# Mit (char) rechnen



## WIaimy (15. Nov 2010)

Hallo zusammen!

Ich möchte einen Zahlensystemrechner programmieren, der soweit auch schon fertig ist und gut läuft 
Ein Problem habe ich noch, dabei geht es ganz um den Beginn, nämlich die Eingabe der Zahl, die umgewandelt werden soll. 
2 Möglichkeiten: 
- int - Variable; Problem: Wenn ich z.B. von Hexadezimal nach binär umrechnen möchte, dann kann es auch sein, dass ich "A21" eingebe --> Das ist als int natürlich unzulässig.
Also:
- String: Per ".toCharArray()" bekomme ich die Zahlen auch wunderbar getrennt; Problem: Das rechnen geht nicht mehr. Es kommen nur fehlerhafte Ergebnisse (na klar, weil ja statt z.B. der "1" dann der entsprechende Wert aus der ASCII-Tabelle da steht).

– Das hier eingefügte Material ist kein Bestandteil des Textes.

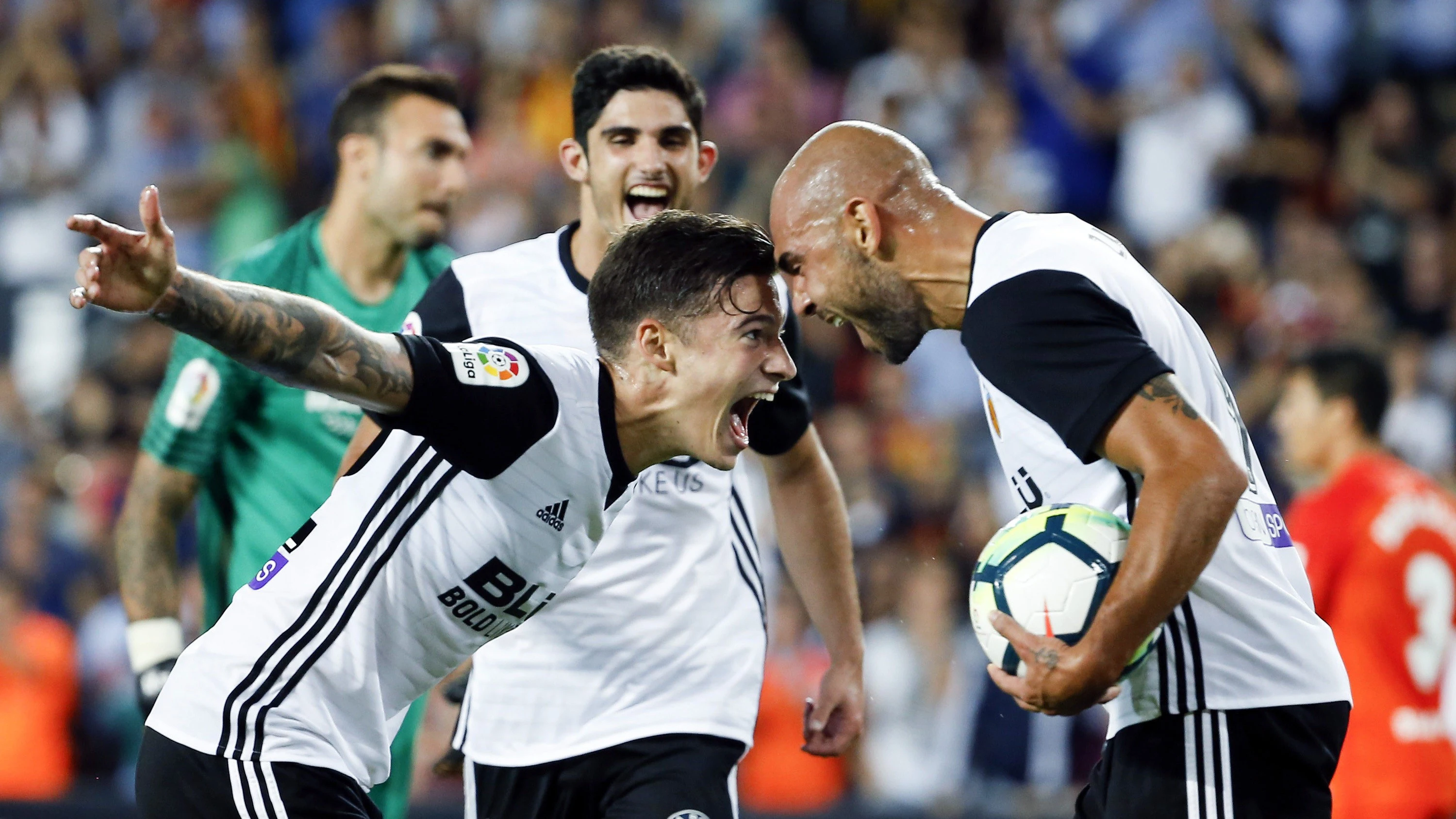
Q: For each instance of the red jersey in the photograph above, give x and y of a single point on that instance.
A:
(1381, 544)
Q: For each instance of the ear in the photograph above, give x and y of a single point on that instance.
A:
(864, 226)
(357, 155)
(574, 161)
(654, 345)
(707, 159)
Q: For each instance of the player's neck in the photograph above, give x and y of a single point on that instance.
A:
(366, 257)
(589, 245)
(941, 270)
(647, 428)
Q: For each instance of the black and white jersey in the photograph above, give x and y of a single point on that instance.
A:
(481, 502)
(1065, 327)
(663, 630)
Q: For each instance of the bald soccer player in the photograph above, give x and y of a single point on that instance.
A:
(1100, 389)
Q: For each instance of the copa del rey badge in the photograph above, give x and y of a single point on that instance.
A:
(488, 366)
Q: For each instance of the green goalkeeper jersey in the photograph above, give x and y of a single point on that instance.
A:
(265, 454)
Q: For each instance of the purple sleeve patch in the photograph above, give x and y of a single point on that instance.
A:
(271, 568)
(1279, 533)
(1263, 523)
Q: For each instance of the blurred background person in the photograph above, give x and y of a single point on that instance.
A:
(261, 457)
(37, 697)
(1379, 543)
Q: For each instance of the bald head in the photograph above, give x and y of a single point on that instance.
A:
(849, 161)
(864, 232)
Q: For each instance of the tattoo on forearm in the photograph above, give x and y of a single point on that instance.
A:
(1162, 389)
(293, 340)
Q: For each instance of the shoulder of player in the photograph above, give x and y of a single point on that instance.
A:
(546, 367)
(1021, 244)
(526, 258)
(437, 260)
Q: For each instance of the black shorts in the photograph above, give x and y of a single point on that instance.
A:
(676, 776)
(175, 782)
(1251, 764)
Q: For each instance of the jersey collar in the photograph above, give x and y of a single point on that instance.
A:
(977, 244)
(564, 251)
(608, 410)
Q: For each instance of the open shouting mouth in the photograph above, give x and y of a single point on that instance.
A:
(647, 200)
(739, 416)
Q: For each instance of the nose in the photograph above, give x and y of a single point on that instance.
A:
(779, 364)
(800, 296)
(650, 158)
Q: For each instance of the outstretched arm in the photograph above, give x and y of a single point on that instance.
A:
(292, 340)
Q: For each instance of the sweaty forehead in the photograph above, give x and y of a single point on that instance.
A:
(645, 110)
(417, 117)
(753, 296)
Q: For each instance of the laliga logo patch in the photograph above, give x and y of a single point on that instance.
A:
(490, 366)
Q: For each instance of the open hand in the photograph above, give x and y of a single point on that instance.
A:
(1060, 680)
(129, 271)
(833, 721)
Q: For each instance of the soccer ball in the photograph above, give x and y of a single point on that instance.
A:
(1049, 569)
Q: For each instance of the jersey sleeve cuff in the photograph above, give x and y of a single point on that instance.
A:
(1103, 410)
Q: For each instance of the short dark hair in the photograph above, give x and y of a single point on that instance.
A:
(629, 69)
(673, 267)
(1352, 373)
(360, 105)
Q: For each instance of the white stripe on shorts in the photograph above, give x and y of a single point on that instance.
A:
(1208, 771)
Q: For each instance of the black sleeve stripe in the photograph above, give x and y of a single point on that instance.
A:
(442, 311)
(775, 426)
(482, 429)
(1060, 348)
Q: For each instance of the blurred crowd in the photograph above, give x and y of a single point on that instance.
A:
(1285, 168)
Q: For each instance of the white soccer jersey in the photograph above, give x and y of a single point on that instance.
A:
(1065, 327)
(461, 523)
(663, 632)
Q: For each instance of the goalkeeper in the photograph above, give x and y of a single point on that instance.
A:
(260, 457)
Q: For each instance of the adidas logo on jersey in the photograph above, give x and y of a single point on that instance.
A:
(555, 515)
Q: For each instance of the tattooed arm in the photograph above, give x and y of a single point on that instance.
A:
(1190, 488)
(293, 340)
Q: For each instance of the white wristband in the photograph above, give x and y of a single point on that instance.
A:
(155, 640)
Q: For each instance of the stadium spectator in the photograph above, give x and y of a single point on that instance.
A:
(777, 777)
(37, 697)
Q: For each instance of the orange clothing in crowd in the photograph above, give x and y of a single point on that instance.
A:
(37, 699)
(1381, 543)
(777, 776)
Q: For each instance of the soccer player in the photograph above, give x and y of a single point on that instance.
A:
(637, 691)
(1098, 389)
(1381, 555)
(503, 467)
(258, 456)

Wie schaffe ich es, mit den char-Werten zu rechnen? Gibt es sonst noch eine andere, bessere Methode?


----------



## Marco13 (15. Nov 2010)

String, und dann mit Integer.parseInt(zahl, basis). Wobei von deinem Programm dann wahrscheintlich nicht mehr viel übrig bleibt


----------



## Michael... (15. Nov 2010)

Muss sowas selbst berechnet werden? Integer und Long besitzen Methoden um einen Hex String auszuwerten.
Ansonsten muss Du doch Eingaben von A bis F auch interpretieren, warum also nicht auch 0 bis 9.


----------



## ARadauer (15. Nov 2010)

http://www.java-forum.org/java-basics-anfaenger-themen/108689-dezimal-hexadezimal.html

schau mal was ich um 08:45 geschrieben habe...


----------